Escribiendo de cenas. ¿Recuerdas cuando me pediste que te llevara a Tárrega, en la provincia de Lérida, porque tenías que firmar la toma de posesión en un juzgado donde pretendían arrinconarte, y no estuviste trabajando allí ni un solo día? ¿Recuerdas la cena en un restaurante de carretera? ¡Cuántas veces la hemos evocado! La caracolada, la carne de buey, aquella botella de vino tinto francés, vieja de no recuerdo cuántos años, que el dueño del restaurante dijo que la conservaba para él y nos la ofreció. Al evaporarse el vino, como tu decías, nos faltó poco para inclinarnos ante el tabernero como se inclinan los musulmanes cuando oran con el rostro de cara a la Meca.
Recuerdo tu entereza espiritual, tu inquebrantable fe en Dios, tu aceptación de Su voluntad, cuando quedaste ciego. Recuerdo cuando te visitaba en tu casa de la calle Trafalgar y me decías: “Monroy, esta semana he leído tres libros buenísimos. Y tengo otros.” Te referías a las obras grabadas por la ONCE que llevaban a tu domicilio. Los primeros años de tu ceguera fueron enriquecedores para ti. Descansabas, escuchabas buena música, “leías” libros que te ilustraban y recreaban.
Y ahora te has muerto. No hay derecho. ¿Qué haces allí? Es aquí donde todos te necesitamos. Con tu muerte ha muerto una parte de mí mismo.
No soy de los que entienden que la muerte de un creyente debe alegrarnos ante la perspectiva de que va al encuentro de Dios. No. Rotundamente no. La muerte es cruel. No figuraba en el plan primitivo de Dios. Fue el diablo quien la introdujo en el mundo. Y ninguna acción del diablo debe alegrarnos. Aunque en el cielo se esté mejor, a las personas que quiero las quiero aquí, conmigo, al menos hasta que ya no pueda tener conciencia de que han muerto.
Pero no valen armas en esta guerra, dice la Palabra divina. Tenemos la batalla perdida desde el mismo instante en que nacemos.

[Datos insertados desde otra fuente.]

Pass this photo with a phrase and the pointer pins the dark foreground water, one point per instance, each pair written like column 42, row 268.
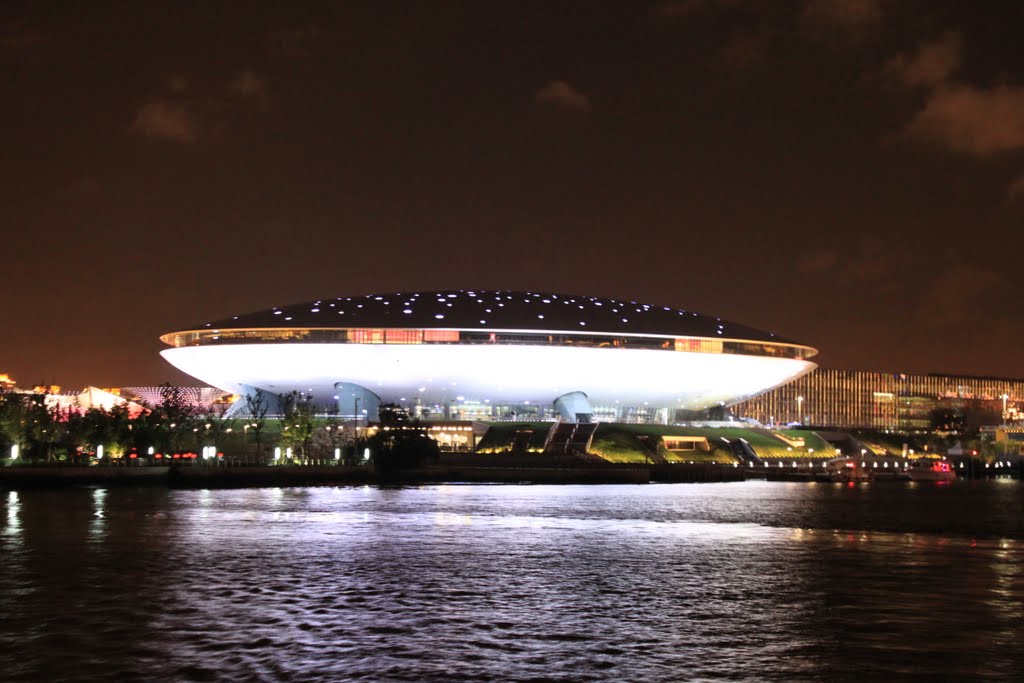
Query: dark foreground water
column 733, row 581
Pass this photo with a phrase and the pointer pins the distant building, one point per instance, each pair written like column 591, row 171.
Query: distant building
column 895, row 401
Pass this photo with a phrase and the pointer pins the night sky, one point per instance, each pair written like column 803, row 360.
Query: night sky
column 846, row 173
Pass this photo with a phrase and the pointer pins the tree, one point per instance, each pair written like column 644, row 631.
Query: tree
column 178, row 418
column 257, row 407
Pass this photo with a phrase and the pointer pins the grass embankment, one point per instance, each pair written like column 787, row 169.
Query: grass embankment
column 645, row 444
column 509, row 436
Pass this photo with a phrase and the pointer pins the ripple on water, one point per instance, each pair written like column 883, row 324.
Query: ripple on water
column 749, row 581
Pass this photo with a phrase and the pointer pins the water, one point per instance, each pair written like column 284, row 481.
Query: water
column 747, row 581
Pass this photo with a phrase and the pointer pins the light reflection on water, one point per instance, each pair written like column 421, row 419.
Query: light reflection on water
column 748, row 580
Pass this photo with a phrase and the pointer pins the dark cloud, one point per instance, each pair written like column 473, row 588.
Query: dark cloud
column 562, row 95
column 166, row 120
column 1015, row 193
column 956, row 296
column 248, row 84
column 933, row 62
column 850, row 16
column 975, row 121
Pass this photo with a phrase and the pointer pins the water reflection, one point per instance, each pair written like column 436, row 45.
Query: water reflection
column 747, row 580
column 98, row 522
column 12, row 528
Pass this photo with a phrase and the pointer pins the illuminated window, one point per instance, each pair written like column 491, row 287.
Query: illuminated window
column 371, row 336
column 403, row 336
column 440, row 335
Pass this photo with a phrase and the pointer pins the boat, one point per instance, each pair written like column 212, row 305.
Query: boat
column 846, row 469
column 927, row 469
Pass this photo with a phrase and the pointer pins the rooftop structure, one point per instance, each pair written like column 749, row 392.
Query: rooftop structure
column 469, row 352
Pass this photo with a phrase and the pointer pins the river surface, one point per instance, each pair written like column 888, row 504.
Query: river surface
column 747, row 581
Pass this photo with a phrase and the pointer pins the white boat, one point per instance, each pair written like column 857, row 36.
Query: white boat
column 846, row 469
column 927, row 469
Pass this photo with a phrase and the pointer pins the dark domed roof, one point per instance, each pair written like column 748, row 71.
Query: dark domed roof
column 483, row 309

“¡Viva la muerte!”, gritaban los legionarios de antes con antífrasis casi mística. No. Viva la muerte no, ¡muera la muerte! La muerte es muy grande, pero a la vez muy pequeña, Pepe. Tan pequeña como el ataúd donde en Denia enterraron tu cuerpo. Ya se, ya se que uno muere porque Dios lo decide, que la muerte es victoria, que al cristiano muerto lo esperan las moradas eternas, etc. Todo esto y más lo se, lo tengo asumido, llevo 50 años leyendo la Biblia.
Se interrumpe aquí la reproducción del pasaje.